Tipp: Schau Dir nochmal das Thema DNA-Replikation an
Ablauf einer PCR
Vorbereitung
Die PCR ist ein temperaturabhängiges Verfahren, das in einem Heizblock (Thermocycler) stattfindet. Die DNA, Polymerase, freie Nukleotide und Primer werden als Reaktionsmix zusammengestellt und in einem kleinen Plastikgefäss in den Thermocycler gestellt. Beim Ablauf der PCR werden die unterschiedlichen Bestandteile des Reaktionsmix durch spezifische Temperaturen abwechselnd aktiviert und inaktiviert. Der Thermocycler kann die Temperaturen den unterschiedlichen Schritten zur DNA-Vervielfältigung automatisch anpassen.
Ablauf eines PCR-Runs
Das PCR-Verfahren kann in 3 Hauptschritten zusammengefasst werden.
Für die Primer-Anlagerung müssen im Vorfeld komplementäre Primer für die 3'-Enden der beiden DNA-Einzelstränge synthetisch hergestellt werden. Dafür muss die Basensequenz der 3'-Enden beider DNA-Einzelstränge bekannt sein (DNA-Sequenzierung). Die Polymerase, die im dritten Schritt verwendet wird, stammt aus einem Bakterium und ist hitzestabil (Taq-Polymerase). Nach dem Syntheseschritt wird die Temperatur kurz erhöht, damit sich die Polymerase löst. Darauf folgt wieder eine Absenkung der Temperatur und ein neuer PCR-Zyklus startet.
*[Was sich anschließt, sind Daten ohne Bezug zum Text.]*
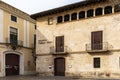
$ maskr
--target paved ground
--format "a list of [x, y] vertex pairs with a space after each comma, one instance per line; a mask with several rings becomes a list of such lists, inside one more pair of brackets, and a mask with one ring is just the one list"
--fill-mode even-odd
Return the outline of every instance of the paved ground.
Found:
[[103, 79], [103, 78], [70, 78], [70, 77], [38, 77], [38, 76], [9, 76], [0, 78], [0, 80], [120, 80], [120, 79]]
Ein PCR-Zyklus wird auch oft als Run bezeichnet.
Ablauf
Schritt
Beschreibung
Temperatur
DNA-Denaturierung
Auflösung der Wasserstoffbrückenbindungen der Ausgangs-DNA durch Hitze, DNA liegt in zwei Einzelsträngen vor.
90°C
Anlagerung der Primer
Komplementäre Primer (20-25 Nukleotide) lagern sich an 3'-Enden der DNA-Einzelstränge an, Bildung von Wasserstoffbrückenbindungen zwischen Primern und DNA an passenden Stellen .
50−65°C
Synthese des DNA-Doppelstrangs
Freie Nukleotide aus dem Reaktionsmix werden durch die Taq-Polymerase an die 3'-Enden der Primer angelagert, Nukleotide werden zu einem DNA-Strang verknüpft, es liegt ein identischer DNA-Strang zur Ausgans-DNA vor.
70°C
Info
Die Vervielfältigung von DNA durch eine PCR verläuft exponentiell. Nach dem ersten Zyklus werden aus der Ausgangs-DNA zwei DNA-Kopien synthetisiert. Im zweiten Zyklus werden aus zwei DNA-Doppelsträngen vier und so weiter (8, 16, 32...). Nach 30 Zyklen (ca. 4 Std.) erhält man so mehr als 1 Mrd. Kopien des Ausgangsmaterials.